Da queste trasmissioni sono emerse un paio di cose semplicissime: che Attilio Manca, malgrado i suoi 34 anni, nel 2003 era un luminare della chirurgia alla prostata, essendosi specializzato a Parigi, patria del sistema laparoscopico, una tecnica rivoluzionaria e meno invasiva del tradizionale intervento chirurgico, arrivata in Italia con alcuni anni di ritardo. Che Francesco Pastoia, braccio destro di Bernardo Provenzano, poco prima di impiccarsi nel carcere di Modena, disse che il “boss dei boss”, sotto il falso nome di Gaspare Troia, era stato operato e assistito da un medico siciliano (e all’epoca l’unico medico siciliano in grado di operare col sistema laparoscopico pare che fosse proprio Manca). Che la cittadina di Attilio, Barcellona Pozzo di Gotto, non è una cittadina come tante, ma il centro nevralgico di una strategia dell’eversione che nel ’92 portò il boss Giuseppe Gullotti (mandante dell’assassinio del giornalista Beppe Alfano) a recapitare a Giovanni Brusca il telecomando della strage di Capaci, e nello stesso periodo portò Bernardo Provenzano e Nitto Santapaola a trascorrere la loro latitanza proprio lì, ben protetti da una fitta rete di complicità, che il dottor Manca (se davvero ha operato Provenzano) potrebbe avere scoperto.

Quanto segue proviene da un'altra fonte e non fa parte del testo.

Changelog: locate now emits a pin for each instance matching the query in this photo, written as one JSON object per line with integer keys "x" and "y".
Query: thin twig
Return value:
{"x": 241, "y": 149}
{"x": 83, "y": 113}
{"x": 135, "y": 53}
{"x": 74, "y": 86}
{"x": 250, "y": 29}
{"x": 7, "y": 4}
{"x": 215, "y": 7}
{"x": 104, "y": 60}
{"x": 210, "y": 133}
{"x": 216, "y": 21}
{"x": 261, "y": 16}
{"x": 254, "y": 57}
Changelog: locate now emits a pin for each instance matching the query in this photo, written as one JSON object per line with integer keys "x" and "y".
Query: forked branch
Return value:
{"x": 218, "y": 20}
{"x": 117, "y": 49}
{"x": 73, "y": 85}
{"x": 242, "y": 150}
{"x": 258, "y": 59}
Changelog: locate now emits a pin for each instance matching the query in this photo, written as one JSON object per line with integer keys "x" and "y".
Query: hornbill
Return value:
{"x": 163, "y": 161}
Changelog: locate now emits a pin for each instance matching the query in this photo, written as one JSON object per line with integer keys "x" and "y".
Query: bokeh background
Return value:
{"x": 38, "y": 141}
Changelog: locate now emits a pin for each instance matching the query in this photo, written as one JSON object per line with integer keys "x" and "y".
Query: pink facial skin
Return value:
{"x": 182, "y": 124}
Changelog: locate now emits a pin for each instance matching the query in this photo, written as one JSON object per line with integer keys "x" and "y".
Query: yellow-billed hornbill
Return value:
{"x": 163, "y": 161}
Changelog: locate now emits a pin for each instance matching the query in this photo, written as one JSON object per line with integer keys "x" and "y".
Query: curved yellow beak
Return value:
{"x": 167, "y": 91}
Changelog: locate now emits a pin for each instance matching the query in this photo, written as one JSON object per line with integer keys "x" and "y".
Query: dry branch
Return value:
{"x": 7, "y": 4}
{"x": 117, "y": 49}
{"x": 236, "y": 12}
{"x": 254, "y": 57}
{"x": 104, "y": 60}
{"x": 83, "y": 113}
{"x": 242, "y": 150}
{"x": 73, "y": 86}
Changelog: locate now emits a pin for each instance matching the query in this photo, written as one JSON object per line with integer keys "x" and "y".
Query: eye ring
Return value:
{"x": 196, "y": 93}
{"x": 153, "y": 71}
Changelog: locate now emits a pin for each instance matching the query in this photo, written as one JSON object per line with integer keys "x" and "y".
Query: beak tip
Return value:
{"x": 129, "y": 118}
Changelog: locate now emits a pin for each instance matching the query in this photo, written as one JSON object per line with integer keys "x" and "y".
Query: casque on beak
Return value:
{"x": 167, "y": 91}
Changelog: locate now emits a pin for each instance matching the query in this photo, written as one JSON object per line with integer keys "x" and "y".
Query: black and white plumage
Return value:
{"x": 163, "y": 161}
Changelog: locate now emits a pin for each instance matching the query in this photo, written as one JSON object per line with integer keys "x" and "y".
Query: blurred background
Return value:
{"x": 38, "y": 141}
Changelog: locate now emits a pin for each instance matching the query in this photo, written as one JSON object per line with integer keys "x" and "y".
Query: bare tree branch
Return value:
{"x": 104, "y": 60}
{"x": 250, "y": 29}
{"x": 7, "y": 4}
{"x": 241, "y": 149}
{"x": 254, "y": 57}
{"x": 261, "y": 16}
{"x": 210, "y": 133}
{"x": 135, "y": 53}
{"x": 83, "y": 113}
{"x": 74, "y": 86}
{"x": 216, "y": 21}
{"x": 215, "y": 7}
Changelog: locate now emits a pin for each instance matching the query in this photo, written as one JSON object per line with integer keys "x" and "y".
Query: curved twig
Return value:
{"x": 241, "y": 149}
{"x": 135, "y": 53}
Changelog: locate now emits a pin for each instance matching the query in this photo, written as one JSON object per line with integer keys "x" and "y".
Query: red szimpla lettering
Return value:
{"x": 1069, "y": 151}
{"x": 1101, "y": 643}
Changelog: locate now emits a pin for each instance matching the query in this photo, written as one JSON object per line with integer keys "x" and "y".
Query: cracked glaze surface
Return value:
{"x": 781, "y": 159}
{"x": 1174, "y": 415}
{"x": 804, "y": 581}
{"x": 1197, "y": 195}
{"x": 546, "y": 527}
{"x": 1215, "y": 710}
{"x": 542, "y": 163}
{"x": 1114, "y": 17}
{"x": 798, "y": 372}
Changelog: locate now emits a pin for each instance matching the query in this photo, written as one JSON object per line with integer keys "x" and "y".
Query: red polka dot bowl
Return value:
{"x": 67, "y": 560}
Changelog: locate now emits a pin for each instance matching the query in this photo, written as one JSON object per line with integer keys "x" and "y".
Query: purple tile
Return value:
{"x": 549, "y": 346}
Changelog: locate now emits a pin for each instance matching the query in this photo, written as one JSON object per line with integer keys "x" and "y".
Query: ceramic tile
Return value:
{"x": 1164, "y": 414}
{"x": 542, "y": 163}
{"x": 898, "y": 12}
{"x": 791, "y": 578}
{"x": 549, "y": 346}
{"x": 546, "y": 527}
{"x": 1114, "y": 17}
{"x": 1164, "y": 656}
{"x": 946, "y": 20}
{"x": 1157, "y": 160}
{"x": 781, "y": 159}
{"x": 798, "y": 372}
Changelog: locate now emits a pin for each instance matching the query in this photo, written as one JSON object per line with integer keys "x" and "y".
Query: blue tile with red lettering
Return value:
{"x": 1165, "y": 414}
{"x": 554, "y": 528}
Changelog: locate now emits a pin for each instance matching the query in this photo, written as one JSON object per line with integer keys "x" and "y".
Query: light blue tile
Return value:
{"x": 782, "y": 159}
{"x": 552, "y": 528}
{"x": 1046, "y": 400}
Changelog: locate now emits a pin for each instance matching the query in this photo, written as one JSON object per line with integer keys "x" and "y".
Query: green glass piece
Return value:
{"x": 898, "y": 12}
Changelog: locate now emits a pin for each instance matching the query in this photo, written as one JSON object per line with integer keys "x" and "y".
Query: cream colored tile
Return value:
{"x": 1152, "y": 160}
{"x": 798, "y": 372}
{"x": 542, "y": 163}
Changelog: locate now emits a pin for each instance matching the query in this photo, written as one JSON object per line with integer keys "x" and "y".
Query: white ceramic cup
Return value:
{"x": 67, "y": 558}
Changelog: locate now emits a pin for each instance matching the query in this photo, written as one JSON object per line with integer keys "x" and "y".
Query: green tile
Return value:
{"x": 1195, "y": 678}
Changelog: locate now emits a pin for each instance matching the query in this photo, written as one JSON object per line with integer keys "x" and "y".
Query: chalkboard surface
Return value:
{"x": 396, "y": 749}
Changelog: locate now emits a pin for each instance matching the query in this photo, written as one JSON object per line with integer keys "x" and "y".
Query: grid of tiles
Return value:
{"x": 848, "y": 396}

Ebbene, in concomitanza con questo “fuoco” mediatico, la procura di Viterbo ha finalmente deciso di battere un colpo, o meglio, di sferrare il colpo finale all’inchiesta. Per dire cosa? Che Attilio Manca era un drogato e che i quattro barcellonesi indagati da alcuni mesi non c’entrano niente con questa storia, malgrado l’impronta palmare lasciata da Ugo Manca (uno degli indagati), condannato in primo grado nel processo “Mare nostrum” per traffico di stupefacenti, ma assolto in appello, e malgrado lo stesso Ugo Manca, subito dopo la morte del cugino, dalla Sicilia si sia precipitato a Viterbo per chiedere al titolare dell’indagine – a nome dei genitori e del fratello di Attilio, che hanno categoricamente smentito – il dissequestro dell’appartamento. Perché? Perché questa fretta di entrare nell’appartamento? Per fare cosa? Anche su quest’ultima circostanza,Pazienti e Petroselli hanno dato la netta sensazione di annaspare.